My college experience was four years of *~friends I'll never forget and nights I'll never remember~* and I wouldn't trade the sh*tty vodka and bad decisions for anything.
With that being said, I also probably shouldn't be alive right now.
No, I didn't have any dramatic near-death experiences, but when I think about what a normal college night out looked like, I can't help but think how #blessed I am to be sitting at a desk right now with all my fingers, toes and internal organs intact.
On a nightly basis, my friends and I would do what can only be described as "looking death straight in the face, spitting in its eye and then throwing up in our mouths a little."
There were a couple things in particular that probably should've collectively ended our fates and I'm (somewhat) confident we weren't the only group of college kids who behaved this way.
Here are the 11 things we all did in college we probably should've died from.
Going out in close to zero degree weather in close to zero clothing.
It may have been -5 degrees in the winter, but wearing sensible clothing to a frat house was social suicide.
Saying, “F*ck it, alcohol will be my jacket” made sense at the time, but technically, no, using Jack Daniels as a coat could definitely have left us as hypothermia-stricken as Jack from “Titanic.”
Having lofted beds.
Those things are like 8 feet off the ground and you have to climb a frail, splitting wood ladder just to get into bed.
I'd imagine falling off one would leave a girl with at least three broken bones, a cast and a sling that had to be worn for six and a half weeks and would serve as a constant reminder to everyone she was the girl who fell off a lofted bed at 3 am at a frat house the night after her spring formal... I don't know, something like that... I said “I'd imagine,” OK??
Eating food out of the garbage can.
It may have been totally free, but it may have also contained vicious bacteria that could have ripped our insides apart.
Sharing food with strangers on the street.
It happened.
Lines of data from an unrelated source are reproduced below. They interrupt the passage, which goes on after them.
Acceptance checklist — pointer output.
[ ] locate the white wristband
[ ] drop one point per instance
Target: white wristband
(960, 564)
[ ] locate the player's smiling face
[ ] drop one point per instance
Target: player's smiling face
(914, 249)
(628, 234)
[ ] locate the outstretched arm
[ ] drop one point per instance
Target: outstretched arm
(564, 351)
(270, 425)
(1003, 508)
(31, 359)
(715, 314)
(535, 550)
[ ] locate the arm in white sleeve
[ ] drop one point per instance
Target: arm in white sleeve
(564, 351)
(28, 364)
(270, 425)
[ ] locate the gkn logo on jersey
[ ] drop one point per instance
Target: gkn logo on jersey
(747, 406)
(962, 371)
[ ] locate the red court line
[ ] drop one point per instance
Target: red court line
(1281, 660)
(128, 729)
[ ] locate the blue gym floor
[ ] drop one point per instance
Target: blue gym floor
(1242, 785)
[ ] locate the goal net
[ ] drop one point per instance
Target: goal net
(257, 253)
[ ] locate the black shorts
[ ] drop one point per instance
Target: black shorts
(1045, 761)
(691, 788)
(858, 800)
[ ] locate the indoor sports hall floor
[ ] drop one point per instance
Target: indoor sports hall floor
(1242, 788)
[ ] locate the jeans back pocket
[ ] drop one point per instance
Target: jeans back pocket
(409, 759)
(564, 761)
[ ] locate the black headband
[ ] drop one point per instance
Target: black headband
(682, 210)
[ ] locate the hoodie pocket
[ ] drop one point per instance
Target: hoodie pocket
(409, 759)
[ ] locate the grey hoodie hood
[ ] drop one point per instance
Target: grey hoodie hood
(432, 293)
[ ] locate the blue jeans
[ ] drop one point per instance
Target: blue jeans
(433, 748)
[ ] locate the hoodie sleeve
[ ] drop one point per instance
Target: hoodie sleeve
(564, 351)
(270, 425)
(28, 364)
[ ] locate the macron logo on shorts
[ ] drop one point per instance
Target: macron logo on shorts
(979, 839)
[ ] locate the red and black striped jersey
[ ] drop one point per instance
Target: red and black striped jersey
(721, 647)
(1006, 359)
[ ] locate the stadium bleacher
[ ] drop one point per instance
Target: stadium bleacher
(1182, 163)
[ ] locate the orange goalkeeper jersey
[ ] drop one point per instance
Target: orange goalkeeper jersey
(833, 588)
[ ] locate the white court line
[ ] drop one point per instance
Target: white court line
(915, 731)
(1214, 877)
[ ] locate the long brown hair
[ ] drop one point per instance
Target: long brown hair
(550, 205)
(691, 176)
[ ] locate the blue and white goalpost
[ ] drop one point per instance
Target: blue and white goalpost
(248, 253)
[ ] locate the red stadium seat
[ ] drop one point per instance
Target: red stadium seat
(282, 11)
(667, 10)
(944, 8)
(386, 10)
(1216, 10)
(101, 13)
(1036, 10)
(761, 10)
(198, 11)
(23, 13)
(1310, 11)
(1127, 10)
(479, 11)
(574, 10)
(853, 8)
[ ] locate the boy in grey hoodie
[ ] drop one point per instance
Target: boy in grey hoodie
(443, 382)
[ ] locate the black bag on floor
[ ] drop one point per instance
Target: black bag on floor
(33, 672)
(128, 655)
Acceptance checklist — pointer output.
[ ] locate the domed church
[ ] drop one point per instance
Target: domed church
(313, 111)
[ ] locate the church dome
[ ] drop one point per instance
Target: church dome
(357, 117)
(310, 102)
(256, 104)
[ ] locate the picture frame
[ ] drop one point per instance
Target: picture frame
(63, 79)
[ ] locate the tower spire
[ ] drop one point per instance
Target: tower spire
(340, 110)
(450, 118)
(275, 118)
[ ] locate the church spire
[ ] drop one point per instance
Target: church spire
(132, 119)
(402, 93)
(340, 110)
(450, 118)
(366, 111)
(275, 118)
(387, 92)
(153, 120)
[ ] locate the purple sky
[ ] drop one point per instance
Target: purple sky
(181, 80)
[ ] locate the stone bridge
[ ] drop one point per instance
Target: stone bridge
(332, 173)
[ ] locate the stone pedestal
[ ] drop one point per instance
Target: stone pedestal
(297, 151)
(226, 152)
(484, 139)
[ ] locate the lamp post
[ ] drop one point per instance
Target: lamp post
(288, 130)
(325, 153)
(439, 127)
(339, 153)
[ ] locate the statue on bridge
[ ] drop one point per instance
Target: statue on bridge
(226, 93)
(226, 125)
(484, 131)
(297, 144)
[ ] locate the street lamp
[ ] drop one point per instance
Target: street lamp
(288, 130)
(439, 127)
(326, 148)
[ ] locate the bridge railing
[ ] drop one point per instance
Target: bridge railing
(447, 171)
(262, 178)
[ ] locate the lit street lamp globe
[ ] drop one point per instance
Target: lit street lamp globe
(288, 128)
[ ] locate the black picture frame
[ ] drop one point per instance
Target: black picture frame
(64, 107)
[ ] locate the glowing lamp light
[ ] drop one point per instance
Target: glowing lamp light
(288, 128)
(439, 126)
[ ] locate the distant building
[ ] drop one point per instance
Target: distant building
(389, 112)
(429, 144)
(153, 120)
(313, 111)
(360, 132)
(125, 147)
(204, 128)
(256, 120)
And now that I'm really thinking about it, it happened a lot.
I'd be walking back with my posse after a night out and one of my friends would spot someone with pizza about 500 feet away, then take off and ask said stranger for a bite of his or her slice.
People would usually be just as drunk and willing to share, but who knows what kind of germs or weird, deadly mouth infections they could've had going on?! (Also, quick shout out to the dude who WOULD NOT give me a lick of his ice cream in 2012, I haven't forgotten.)
Eating food out of frat kitchens.
If you wanted to find my friends and me after a night out, you needn't have looked further than the panini press in a frat house kitchen.
Sounds harmless enough, but what we put on that panini press typically included cheese that was probably sitting out for days, unidentifiable meat that didn't look too slimy, bread that was kinda wet on one side with something that kinda smelled weird but was probably fine and any type of condiment we could get our hands on. It's a freaking miracle we all left college E. coli and salmonella free.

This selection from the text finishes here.